Missing data imputation using Faiss for enhanced data quality.
MIT License
2 stars 0 forks source link

FaissImputer

PyPI Version License

Impute missing values using Meta's faiss - A Python library for missing data imputation with k nearest neighbors.

Installation

You can install faiss-imputer using pip:

pip install faiss-imputer

Usage

import pandas as pd
from faiss_imputer import FaissImputer

# Create your DataFrame and introduce missing values
# ...

# Create an instance of FaissImputer
imputer = FaissImputer(n_neighbors=3)

# Fit the imputer on the data frame with missing values
imputer.fit(df_missing)

# Transform the data frame with missing values
df_imputed = imputer.transform(df_missing)

Parameters

n_neighbors: Number of nearest neighbors to consider for imputation.

metric: Distance metric to use for nearest neighbor search ('l2' or 'ip').

strategy: Imputation strategy ('mean' or 'median').

index_factory: Faiss index type ('Flat' or others).

Example

For a detailed example, refer to the example.py file.

Contributing

Contributions are welcome!
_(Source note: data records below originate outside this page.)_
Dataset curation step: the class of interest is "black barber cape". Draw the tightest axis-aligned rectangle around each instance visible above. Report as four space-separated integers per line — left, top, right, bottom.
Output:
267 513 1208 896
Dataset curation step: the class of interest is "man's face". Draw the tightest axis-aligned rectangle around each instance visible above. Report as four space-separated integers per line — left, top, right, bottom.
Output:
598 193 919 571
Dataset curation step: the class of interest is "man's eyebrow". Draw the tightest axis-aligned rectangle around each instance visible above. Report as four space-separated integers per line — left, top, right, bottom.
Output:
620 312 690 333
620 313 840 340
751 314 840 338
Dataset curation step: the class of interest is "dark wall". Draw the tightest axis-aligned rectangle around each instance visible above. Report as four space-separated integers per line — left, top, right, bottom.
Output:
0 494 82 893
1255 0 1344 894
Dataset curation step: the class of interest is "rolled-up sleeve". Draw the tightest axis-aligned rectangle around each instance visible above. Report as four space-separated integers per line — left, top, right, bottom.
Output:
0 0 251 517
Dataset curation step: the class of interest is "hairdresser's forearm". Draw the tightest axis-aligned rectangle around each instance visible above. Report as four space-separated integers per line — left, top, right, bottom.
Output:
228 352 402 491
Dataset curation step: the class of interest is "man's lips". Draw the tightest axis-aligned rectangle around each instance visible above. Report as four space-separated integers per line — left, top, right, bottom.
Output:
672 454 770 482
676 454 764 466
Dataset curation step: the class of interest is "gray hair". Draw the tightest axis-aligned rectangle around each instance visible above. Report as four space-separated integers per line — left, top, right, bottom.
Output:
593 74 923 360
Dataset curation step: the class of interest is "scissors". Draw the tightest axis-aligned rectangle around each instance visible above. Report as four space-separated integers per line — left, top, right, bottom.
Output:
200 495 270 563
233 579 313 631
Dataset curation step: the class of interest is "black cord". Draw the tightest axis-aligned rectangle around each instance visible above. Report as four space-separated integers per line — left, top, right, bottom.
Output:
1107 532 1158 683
If you find a bug or have an enhancement suggestion, please open an issue or create a pull request.

Author

Profile Photo

License

This project is licensed under the MIT License.

Third-Party Licenses

This project utilizes code from Meta's Faiss library, which is distributed under the Apache License 2.0.

Please note that while this project includes code from the Faiss library, it is not officially associated with or endorsed by the Faiss maintainers or Meta.

For detailed licensing information of the Faiss library, please refer to the Faiss repository.